In summary, ACE2 may play a pivotal role in diabetes: in the pancreas, a relative
deficiency of ACE2 as the disease progresses may contribute to decreased insulin secretion,
whereas in the kidney glomerulus it may foster proteinuria, as a result of both impaired
degradation of Ang II and the attendant Ang II accumulation locally.

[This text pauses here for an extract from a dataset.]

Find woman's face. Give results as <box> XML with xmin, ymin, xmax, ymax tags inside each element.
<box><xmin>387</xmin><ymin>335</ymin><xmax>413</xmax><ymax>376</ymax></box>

The findings
of Bindom et al. (23) that ACE2 overexpression by means of adenoviral gene delivery
can improve pancreatic islet β-cell function in db/db mice are exciting and are in
keeping with an important role of ACE2 as a therapeutic target for diabetic kidney
disease and several other conditions in which overactivity of Ang II is undesirable.
ACE2, by fostering the degradation of Ang II and the formation of Ang-(1-7), may have
beneficial effects on both the kidney and pancreas (Fig. 1). ACE2 truly seems to be
the “good” ACE, and therapies aimed at amplifying its activity should be explored
in the prevention and treatment of diabetes and its complications.